When we talk about responsive design, we often focus on phones. This makes sense because smartphones are most unlike the type of devices that we’ve designed for in the past — that is, desktop screens. Creating one website to be marketed and managed and to deliver a high-quality experience to all devices, from desktops to smartphones, is an excellent way to demonstrate the flexibility and power of responsive design. But for this client, phone users were seemingly not a factor. Luckily, responsive web design hyderabad is about so much more than phones.
In speaking with the client, I discovered that a complaint they often receive from customers is that the website appears “small.” The reason is that it had been designed to a fixed width many years ago — so long ago, in fact, that it was built for an 800 × 600-pixel resolution. When a user on what is now a typically large desktop screen visited the website, they saw a very narrow column, with a lot of unused space on either side. Yet, the company still had a number of other visitors on old desktops and laptops with low resolutions. So, merely making the website bigger wasn’t the right solution. The company needed a website that would work well both on large screens and on old small screens. This was a problem that could absolutely be solved by a responsive design.

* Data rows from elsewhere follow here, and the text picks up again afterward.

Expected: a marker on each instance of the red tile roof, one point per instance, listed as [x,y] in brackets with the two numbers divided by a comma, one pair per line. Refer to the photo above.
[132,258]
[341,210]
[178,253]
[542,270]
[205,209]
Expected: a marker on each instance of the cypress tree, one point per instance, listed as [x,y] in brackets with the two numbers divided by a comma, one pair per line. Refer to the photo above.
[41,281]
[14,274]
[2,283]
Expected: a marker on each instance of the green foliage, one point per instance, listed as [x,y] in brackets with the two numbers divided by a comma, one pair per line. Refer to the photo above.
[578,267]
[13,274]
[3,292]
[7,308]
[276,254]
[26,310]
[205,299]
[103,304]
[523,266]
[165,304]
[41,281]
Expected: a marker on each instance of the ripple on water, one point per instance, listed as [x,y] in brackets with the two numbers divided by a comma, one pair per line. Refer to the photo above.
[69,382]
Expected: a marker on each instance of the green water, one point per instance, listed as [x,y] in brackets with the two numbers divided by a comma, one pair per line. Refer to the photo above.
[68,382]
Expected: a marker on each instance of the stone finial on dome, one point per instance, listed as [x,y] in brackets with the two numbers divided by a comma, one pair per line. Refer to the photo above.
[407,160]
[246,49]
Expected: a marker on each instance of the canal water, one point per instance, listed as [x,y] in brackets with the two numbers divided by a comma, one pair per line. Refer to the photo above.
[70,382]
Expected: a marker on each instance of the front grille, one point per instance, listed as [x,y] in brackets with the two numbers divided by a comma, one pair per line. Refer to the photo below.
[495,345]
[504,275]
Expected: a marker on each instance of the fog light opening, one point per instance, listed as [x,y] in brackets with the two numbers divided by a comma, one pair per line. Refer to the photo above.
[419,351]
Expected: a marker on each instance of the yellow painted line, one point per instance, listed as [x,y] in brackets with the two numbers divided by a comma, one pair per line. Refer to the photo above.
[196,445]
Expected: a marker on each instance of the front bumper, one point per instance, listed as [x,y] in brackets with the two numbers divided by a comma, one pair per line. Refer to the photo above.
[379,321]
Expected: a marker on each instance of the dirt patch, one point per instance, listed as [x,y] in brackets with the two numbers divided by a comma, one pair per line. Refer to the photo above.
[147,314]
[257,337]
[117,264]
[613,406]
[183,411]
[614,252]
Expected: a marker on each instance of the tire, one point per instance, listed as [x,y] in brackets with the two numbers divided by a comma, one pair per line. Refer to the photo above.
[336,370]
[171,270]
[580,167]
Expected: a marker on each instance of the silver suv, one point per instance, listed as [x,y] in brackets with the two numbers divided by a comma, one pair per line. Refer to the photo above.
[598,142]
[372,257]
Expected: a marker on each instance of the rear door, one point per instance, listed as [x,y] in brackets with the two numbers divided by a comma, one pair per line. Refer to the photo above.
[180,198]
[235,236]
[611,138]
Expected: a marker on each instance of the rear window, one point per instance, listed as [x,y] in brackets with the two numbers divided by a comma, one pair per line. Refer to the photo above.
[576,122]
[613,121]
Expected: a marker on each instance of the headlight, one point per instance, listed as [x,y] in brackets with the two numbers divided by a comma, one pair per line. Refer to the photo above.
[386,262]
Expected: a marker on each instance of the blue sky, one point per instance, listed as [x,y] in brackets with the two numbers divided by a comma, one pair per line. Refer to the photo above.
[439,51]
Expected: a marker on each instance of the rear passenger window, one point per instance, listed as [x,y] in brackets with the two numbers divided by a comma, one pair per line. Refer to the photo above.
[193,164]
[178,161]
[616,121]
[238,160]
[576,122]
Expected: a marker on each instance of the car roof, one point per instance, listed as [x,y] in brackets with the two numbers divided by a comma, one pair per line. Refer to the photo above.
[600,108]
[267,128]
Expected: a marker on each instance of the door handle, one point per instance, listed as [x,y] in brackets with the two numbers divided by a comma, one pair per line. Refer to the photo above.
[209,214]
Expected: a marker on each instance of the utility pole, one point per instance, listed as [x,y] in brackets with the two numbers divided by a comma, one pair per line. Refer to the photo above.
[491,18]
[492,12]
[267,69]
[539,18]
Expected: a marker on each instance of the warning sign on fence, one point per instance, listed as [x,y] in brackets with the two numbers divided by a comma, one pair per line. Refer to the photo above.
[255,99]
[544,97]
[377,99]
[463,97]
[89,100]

Instead of focusing on phones and small screens, I explained to the client that a responsive design would enable us to effectively present a layout for today’s large desktop screensand also reflow to accommodate laptops and old desktop monitors that don’t have a high resolution.
As we demonstrated a responsive website for the client using a large desktop screen and a much smaller laptop, they got excited and told us that they had hated the “smallness” of the website for years, but their previous designer explained to them that, to support visitors with old computers, they had no choice but to design for this “lowest common denominator.”
Responsive design would solve this problem, and by this point our client was pretty much on board because they saw that it solved a problem they had (the “smallness” of the website), without addressing a problem that they didn’t think needed to be solved (support for mobile devices).